Objective: To compare obsessive-compulsive (OC) symptoms in patients with Prader-Willi syndrome (PWS) and symptoms in a group of patients presenting with "Prader-Willi-like" features but without the genetic abnormalities associated with PWS.
Method: 16 patients aged 4 through 20 years were evaluated in a clinic specializing in the assessment and management of behavioral and food-related problems in PWS. Eight patients were found to have key features of the syndrome but did not have a PWS genotype. These PWS-like subjects were matched to 8 clinic patients with a confirmed deletion of the PWS critical region of the paternally derived chromosome 15. All subjects were evaluated for obesity, IQ, food-related problems, maladaptive behaviors, and non-food-related OC symptoms.

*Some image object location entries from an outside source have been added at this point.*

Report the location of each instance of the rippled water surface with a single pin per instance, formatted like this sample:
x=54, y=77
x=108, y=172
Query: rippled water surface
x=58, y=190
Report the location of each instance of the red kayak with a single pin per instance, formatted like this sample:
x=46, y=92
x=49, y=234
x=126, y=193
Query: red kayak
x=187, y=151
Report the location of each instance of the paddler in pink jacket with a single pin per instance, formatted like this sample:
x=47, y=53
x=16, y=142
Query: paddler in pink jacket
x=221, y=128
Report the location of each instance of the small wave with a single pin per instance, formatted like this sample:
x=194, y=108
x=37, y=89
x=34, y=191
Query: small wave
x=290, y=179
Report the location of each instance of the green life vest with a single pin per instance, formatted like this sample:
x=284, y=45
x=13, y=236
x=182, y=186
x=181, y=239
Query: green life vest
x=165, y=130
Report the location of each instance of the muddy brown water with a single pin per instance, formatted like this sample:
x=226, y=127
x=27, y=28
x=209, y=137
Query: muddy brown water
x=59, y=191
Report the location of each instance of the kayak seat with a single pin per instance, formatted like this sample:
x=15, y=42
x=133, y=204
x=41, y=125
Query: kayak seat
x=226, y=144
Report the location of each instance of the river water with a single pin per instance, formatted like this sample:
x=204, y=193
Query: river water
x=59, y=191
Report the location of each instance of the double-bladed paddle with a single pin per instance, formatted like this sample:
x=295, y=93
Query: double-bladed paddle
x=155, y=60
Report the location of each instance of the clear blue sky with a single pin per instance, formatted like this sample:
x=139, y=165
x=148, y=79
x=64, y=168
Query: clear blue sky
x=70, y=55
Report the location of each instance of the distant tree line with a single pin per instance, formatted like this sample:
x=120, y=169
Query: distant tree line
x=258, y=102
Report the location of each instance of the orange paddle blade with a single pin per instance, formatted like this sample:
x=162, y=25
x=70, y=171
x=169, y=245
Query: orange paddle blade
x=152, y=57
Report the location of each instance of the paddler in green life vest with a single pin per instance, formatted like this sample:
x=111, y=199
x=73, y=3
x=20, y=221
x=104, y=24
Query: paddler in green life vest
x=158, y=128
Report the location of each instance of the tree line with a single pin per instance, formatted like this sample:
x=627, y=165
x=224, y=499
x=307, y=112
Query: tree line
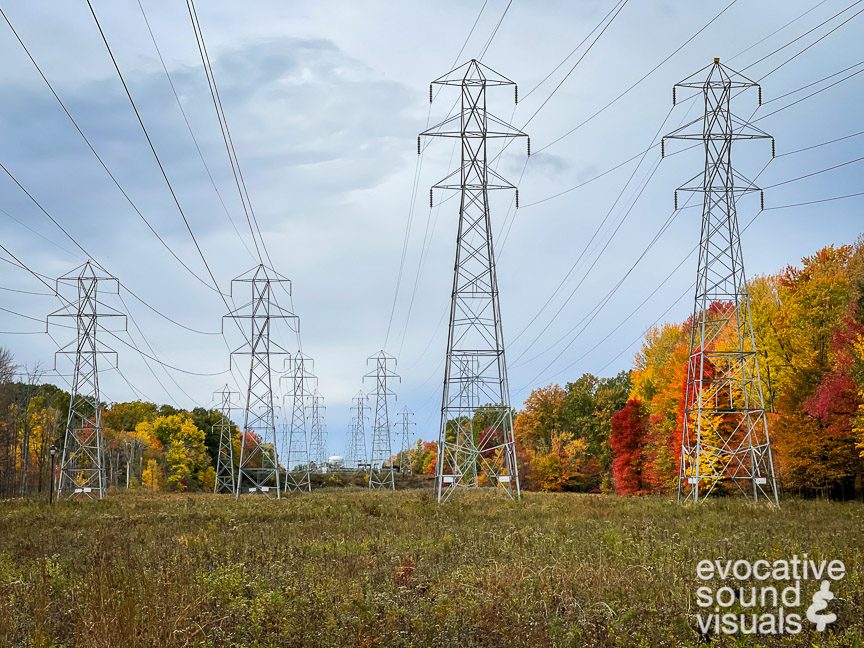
x=617, y=434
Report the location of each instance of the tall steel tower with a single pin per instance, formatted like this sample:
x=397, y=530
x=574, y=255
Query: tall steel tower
x=317, y=431
x=725, y=443
x=258, y=470
x=357, y=457
x=297, y=457
x=381, y=469
x=82, y=467
x=468, y=456
x=403, y=424
x=225, y=482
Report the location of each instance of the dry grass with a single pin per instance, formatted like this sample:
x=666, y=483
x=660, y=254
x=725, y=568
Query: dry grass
x=348, y=567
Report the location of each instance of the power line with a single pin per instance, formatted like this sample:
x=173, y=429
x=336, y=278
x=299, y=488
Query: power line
x=800, y=36
x=226, y=132
x=99, y=157
x=155, y=153
x=820, y=171
x=816, y=202
x=191, y=132
x=821, y=38
x=641, y=79
x=494, y=31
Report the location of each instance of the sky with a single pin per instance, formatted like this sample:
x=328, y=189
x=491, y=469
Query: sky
x=324, y=101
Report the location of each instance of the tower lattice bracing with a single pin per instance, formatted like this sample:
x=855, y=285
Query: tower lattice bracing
x=297, y=443
x=258, y=470
x=404, y=424
x=225, y=470
x=381, y=469
x=475, y=440
x=82, y=466
x=357, y=457
x=317, y=430
x=725, y=445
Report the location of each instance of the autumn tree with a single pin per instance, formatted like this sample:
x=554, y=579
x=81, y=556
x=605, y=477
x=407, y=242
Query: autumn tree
x=628, y=440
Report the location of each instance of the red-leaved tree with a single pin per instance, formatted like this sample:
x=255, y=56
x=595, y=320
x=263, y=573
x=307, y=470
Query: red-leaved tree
x=627, y=439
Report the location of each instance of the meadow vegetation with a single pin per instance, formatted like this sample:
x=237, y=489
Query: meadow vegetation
x=350, y=567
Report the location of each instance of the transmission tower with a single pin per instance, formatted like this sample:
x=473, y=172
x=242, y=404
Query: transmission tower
x=258, y=470
x=317, y=441
x=404, y=424
x=297, y=460
x=724, y=442
x=381, y=468
x=82, y=466
x=480, y=398
x=225, y=482
x=357, y=457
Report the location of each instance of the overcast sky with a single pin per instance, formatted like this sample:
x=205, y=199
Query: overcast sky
x=324, y=101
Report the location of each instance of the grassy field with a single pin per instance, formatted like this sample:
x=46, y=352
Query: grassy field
x=348, y=567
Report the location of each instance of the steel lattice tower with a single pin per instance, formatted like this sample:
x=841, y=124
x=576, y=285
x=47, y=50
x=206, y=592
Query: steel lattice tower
x=381, y=475
x=259, y=458
x=317, y=440
x=82, y=467
x=297, y=455
x=725, y=441
x=404, y=424
x=357, y=457
x=225, y=482
x=467, y=456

Results: There were no differences between the 2 groups with respect to measures of obesity, IQ, food-related difficulties, or overall maladaptive behaviors. The PWS group showed significantly greater numbers of OC symptoms and greater symptom severity.
Conclusions: Patients with PWS have elevated numbers of OC symptoms and significant symptom-related impairment which are not explained by developmental delay, food-related difficulties, or obesity. OC symptoms are part of a behavioral phenotype that accompanies deletions on the proximal long arm of chromosome 15 in PWS.